Average time in a restaurant in R

I am visiting a restaurant that has a menu with N dishes. Every time that I visit the restaurant I pick one dish at random. I am thinking, what is the average time until I taste all the N dishes in the restaurant?

I think that the number of dishes that I have tasted after n visits in the restaurant is a Markov chain with transition probabilities:

p_{k,k+1} = (N-k)/N

and

p_{k,k} = k/N 

for k =0,1,2,...,N

I want to simulate this process in R. Doing so (I need help here) given that the restaurant has 100 dishes I did:

nits <- 1000 #simulate the problem 1000 times
count <- 0
N = 100 # number of dishes 
for (i in 1:nits){
 x <- 1:N
 while(length(x) > 0){
   x <- x[x != sample(x=x,size=1)] # pick one dish at random that I have not tasted
   count <- count + 1/nits
 } 
}
count

I want some help because my mathematical result is the the average time is N*log(N) and the code above produces different results.

Solution

You have 2 issues.

It's always a red flag when you loop over i, but don't use i inside the loop. Set up a structure to hold the results of every iteration:

results = integer(length = nits)
...
for (i in 1:nits){
 ...
 while(length(x) > 0){
   ...
 } 
 results[i] <- count
}

Your text says

pick one dish at random

Your code says

pick one dish at random that I have not tasted

If you always pick a dish you have not tasted, then the problem is trivial - it will take N visits.
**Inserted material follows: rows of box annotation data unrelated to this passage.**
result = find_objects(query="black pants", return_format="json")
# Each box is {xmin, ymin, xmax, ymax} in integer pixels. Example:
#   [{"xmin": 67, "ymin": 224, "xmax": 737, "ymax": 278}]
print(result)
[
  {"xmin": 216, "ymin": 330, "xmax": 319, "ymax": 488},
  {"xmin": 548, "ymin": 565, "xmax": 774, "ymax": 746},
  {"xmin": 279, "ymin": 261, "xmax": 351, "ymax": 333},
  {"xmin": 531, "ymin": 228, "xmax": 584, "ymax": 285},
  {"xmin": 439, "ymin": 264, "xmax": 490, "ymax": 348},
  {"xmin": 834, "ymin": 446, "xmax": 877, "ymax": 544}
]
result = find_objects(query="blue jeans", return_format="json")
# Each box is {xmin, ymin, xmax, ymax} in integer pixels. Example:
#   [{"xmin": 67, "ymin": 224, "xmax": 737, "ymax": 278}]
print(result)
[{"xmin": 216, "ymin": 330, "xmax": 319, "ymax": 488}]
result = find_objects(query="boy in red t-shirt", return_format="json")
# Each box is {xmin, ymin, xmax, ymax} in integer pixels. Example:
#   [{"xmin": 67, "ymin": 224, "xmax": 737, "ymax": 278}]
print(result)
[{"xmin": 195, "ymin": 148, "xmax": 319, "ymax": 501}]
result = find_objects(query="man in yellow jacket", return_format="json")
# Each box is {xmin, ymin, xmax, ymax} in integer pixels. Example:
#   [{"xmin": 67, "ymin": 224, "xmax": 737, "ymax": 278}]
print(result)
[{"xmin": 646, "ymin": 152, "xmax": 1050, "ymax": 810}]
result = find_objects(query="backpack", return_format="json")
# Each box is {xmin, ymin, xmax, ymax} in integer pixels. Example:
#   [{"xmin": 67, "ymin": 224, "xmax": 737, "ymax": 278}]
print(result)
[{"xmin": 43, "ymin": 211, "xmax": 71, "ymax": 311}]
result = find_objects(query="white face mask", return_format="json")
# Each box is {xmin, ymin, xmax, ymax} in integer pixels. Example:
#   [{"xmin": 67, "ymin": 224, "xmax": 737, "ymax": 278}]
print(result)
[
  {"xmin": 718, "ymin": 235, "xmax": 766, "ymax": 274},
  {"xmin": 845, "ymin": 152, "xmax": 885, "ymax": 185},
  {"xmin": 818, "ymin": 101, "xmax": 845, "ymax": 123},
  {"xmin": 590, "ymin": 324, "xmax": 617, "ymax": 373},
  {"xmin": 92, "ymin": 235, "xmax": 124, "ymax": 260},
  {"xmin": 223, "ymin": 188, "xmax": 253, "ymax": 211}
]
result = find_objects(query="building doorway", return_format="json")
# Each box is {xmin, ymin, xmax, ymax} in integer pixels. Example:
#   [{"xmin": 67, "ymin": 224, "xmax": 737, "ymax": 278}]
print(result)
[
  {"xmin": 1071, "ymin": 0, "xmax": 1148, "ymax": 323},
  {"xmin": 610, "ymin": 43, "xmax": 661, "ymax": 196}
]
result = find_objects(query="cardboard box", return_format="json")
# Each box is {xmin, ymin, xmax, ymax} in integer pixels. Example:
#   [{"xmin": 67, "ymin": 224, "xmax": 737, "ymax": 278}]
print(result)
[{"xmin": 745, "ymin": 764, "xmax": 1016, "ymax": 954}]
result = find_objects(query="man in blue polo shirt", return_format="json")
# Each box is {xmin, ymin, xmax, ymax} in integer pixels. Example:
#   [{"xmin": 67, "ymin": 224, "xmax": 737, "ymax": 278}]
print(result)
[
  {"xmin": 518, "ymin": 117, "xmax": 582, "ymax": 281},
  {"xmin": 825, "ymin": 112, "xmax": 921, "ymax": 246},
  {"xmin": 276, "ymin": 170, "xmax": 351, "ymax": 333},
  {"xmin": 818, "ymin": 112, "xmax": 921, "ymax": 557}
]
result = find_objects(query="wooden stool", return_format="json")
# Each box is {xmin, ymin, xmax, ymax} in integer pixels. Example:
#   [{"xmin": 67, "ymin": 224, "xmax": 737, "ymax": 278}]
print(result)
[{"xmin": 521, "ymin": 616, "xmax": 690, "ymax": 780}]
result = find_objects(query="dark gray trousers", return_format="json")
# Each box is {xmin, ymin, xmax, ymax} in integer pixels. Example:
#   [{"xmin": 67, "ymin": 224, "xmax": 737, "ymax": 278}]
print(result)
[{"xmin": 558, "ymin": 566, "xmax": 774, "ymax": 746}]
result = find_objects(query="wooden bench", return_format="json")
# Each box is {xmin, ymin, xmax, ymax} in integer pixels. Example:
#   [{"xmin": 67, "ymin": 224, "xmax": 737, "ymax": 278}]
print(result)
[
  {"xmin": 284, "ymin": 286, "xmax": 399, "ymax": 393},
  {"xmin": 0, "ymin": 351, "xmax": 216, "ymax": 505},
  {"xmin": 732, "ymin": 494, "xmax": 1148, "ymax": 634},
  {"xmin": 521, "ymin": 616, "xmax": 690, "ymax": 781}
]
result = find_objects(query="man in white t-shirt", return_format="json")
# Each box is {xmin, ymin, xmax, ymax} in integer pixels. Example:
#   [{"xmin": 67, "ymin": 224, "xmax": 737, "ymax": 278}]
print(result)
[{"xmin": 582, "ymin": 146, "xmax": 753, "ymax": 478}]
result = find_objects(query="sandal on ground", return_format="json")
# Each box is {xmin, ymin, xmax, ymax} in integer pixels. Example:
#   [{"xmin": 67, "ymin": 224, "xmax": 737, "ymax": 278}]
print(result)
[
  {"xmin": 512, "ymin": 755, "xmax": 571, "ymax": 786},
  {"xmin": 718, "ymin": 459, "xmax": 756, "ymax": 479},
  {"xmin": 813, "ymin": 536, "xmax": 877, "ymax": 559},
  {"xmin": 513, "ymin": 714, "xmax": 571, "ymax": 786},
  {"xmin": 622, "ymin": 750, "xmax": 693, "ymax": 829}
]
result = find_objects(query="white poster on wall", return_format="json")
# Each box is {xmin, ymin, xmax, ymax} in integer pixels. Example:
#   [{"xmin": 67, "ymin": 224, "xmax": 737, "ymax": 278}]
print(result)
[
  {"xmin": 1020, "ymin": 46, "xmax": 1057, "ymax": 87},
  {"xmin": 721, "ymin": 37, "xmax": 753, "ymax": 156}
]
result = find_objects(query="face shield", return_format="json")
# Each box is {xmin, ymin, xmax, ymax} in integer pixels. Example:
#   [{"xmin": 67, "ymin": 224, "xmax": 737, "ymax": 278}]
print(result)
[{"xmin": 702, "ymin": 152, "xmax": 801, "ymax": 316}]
Let's adjust your code to pick on dish at random whether you have tasted it or not:

nits <- 1000 #simulate the problem 1000 times
results = integer(length = nits)
N = 100 # number of dishes 
for (i in 1:nits){
  dishes = 1:N
  tasted = rep(0, N) 
  count = 0
  while(sum(tasted) < N){
    tasted[sample(dishes, size = 1)] = 1
    count = count + 1
  } 
  results[i] = count
}
results

Looking at the results, I think you may have made a math error:

100 * log(100)
# [1] 460.517
mean(results)
# [1] 518.302

You can read more about this problem on Wikipedia: Coupon Collector's Problem. Using the result there, the simulation is doing quite well:

100 * log(100) + .577 * 100 + 0.5
# [1] 518.717